Habakuk 1:14 - Keadilan Ilahi dan Kebenciannya

"Engkau menjadikan manusia seperti ikan di laut, seperti binatang-binatang melata yang tidak ada penguasanya."

Ayat Habakuk 1:14 seringkali disalahpahami atau diabaikan dalam konteks yang lebih luas dari kitab tersebut. Namun, jika kita memerhatikannya dengan seksama, ayat ini mengungkapkan suatu perspektif yang mendalam mengenai karakter Allah, terutama dalam menghadapi ketidakadilan dan kejahatan yang merajalela. Nabi Habakuk sedang bergulat dengan cara Allah bekerja di dunia, khususnya bagaimana Dia menggunakan bangsa Babel yang kejam untuk menghukum umat-Nya sendiri.

Dalam keterkejutan dan keputusasaannya, Habakuk membandingkan manusia yang diperlakukan oleh bangsa penindas dengan "ikan di laut, seperti binatang-binatang melata yang tidak ada penguasanya." Perumpamaan ini melukiskan gambaran tentang kerentanan, ketidakberdayaan, dan ketidakadilan yang ekstrem. Manusia, yang seharusnya diciptakan menurut gambar dan rupa Allah, kini diperlakukan seperti makhluk tak berakal yang dapat ditangkap, ditindas, dan dibuang tanpa ada yang peduli atau melindunginya. Ini adalah gambaran yang sangat menyedihkan tentang kondisi umat Allah di bawah kekuasaan bangsa Asyur yang brutal.

Namun, penting untuk melihat ayat ini dalam hubungannya dengan konteks teologis yang lebih besar. Allah, melalui nabi-Nya, bukan hanya mengungkapkan kesedihan atas perlakuan terhadap manusia, tetapi juga menunjukkan bahwa Dia melihat dan membenci ketidakadilan tersebut. Kebencian Allah bukanlah kebencian yang penuh dendam atau emosi negatif seperti yang manusia pahami. Sebaliknya, ini adalah kebencian yang lahir dari kekudusan-Nya yang sempurna dan kasih-Nya yang sejati terhadap ciptaan-Nya. Allah tidak bisa mentolerir kejahatan dan penindasan.

Keadilan Ilahi yang Tertunda

Habakuk bergulat dengan pertanyaan, "Bagaimana mungkin Allah yang kudus dan adil membiarkan kejahatan seperti ini terjadi? Mengapa Dia tampaknya diam saja?" Pertanyaan ini relevan hingga hari ini bagi banyak orang yang menyaksikan penderitaan dan ketidakadilan di dunia. Allah memang memilih untuk menggunakan bangsa Babel sebagai alat penghukuman, tetapi itu tidak berarti Dia menyetujui kekejaman mereka. Sebaliknya, Allah pada akhirnya akan menghakimi bahkan alat-alat kejahatan itu.

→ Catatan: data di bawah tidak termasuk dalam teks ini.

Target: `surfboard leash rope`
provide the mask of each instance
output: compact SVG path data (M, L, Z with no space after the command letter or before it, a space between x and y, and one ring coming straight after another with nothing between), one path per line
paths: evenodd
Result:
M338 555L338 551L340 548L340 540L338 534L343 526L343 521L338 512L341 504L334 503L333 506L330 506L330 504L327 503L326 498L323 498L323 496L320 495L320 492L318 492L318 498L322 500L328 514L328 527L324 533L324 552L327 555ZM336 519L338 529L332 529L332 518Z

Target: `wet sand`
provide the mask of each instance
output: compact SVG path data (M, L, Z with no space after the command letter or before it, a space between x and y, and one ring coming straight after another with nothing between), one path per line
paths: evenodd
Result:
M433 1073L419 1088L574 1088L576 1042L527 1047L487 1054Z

Ayat ini, meskipun terdengar suram, sebenarnya merupakan titik tolak bagi Habakuk untuk memahami lebih dalam mengenai keadilan Allah. Allah melihat penderitaan umat-Nya, dan meskipun jalan-Nya terkadang tidak dapat dipahami, tujuan-Nya adalah keadilan dan pemulihan. Kebencian Allah terhadap kejahatan adalah bagian integral dari keadilan-Nya. Dia tidak acuh tak acuh terhadap perlakuan buruk yang dialami oleh manusia, terutama umat yang dikasihi-Nya.

Harapan di Tengah Keputusasaan

Meskipun Habakuk 1:14 melukiskan gambaran yang suram, seluruh kitab Habakuk memberikan harapan. Nabi ini belajar untuk percaya pada kedaulatan dan kebaikan Allah, bahkan ketika situasi tampak mustahil. Dia belajar bahwa Allah akan bertindak pada waktu-Nya, dan bahwa keadilan-Nya pada akhirnya akan terwujud. Kebencian Allah terhadap dosa dan ketidakadilan menjadi jaminan bahwa Dia tidak akan membiarkan kejahatan berkuasa selamanya.

Oleh karena itu, Habakuk 1:14 bukan hanya tentang gambaran tentang penderitaan manusia, tetapi juga tentang kepedulian Allah yang mendalam terhadap mereka yang ditindas, dan kepastian bahwa keadilan ilahi akan ditegakkan. Ini adalah pengingat bahwa Allah melihat, Allah peduli, dan Allah akan bertindak, meskipun kadang-kadang cara-Nya melampaui pemahaman kita.

Simbol keadilan dan pengawasan ilahi.